Kaggle Galaxy Classification

(Rob Harrand) #1

Hi all,

I’m currently on week 2 (part 1 deep learning), and have started to look at applying what’s been covered so far to the Kaggle ‘Galaxy Zoo’ challenge. The problem I have is that the training data, rather than having a binary classification, has 37 probabilities, reflecting different classifications and features, as per the competition guidelines. With the dogsvscats work, the training data was divided into folders that represented the class, but that’s not possible here. Has anyone tackled this issue and if so, could you give me any hints as to how to tell keras about these training labels, and how to consequently get the predict functions to output 37 different probabilities per image.

This is all new to me, so I’m sure I’m missing something pretty basic. Thanks.

(Florian Peter) #2

Hi @tentotheminus9,

We’re currently in the same boat. Decided to give it about 2 hours, before moving on to Week 3, and I didn’t get very far.

Found this thread with some interesting insights, and I’m also guessing that we need to replace the flow_from_directory method with something more handcoded.

One crazy out-of-whack idea I just had to make it work with our existing toolset: instead of using 37 categories, turn it into a (37*10)=370 categories problem (with subdirectories for each), approximating the “correct” probability/weight of each of the 37 categories in steps of 0.1
Might work for a basic submission, but obviously can’t be a very good solution :wink:

Did you make any progress?

(Sean Lanning) #3

flow from directory should work fine. Change your loss function to categorical cross entropy from binary cross entropy, your activation function to softmax instead of sigmoid, and the number of dense outputs at the end from 1 to 37.

(Florian Peter) #4

Thx for your reply! How would I organize the training data folder-wise, with flow from directory?
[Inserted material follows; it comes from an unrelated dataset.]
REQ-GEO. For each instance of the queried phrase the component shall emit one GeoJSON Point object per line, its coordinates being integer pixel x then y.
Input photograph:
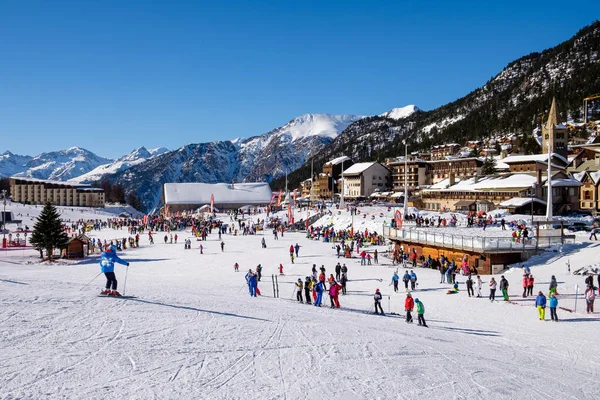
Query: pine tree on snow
{"type": "Point", "coordinates": [47, 231]}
And can you give me a hint why caterogical cross entropy is better than binary cross entropy for this type of multi-label classification?

(Alex) #5

All the images are in the same package, I just don’t understand how can I classify them to split in directories, how did you do that?

(Florian Peter) #6

Hey @Alexev,

part 1 (2018) (the first 3 lessons) makes all of this a lot easier with the new fastai library.
I would love to have another take at Galaxies now, if time permits.
Let me know if you have questions!

(Florian Peter) #7

Just found the time to play with Galaxies!

The ideas from the fastai notebooks work great here as well, already in top 50 and climbing. Will share my messy code here once done. Learning lots, especially as I had to play around with the DataLoader and metrics.

Ping me anytime if you can use some help getting started.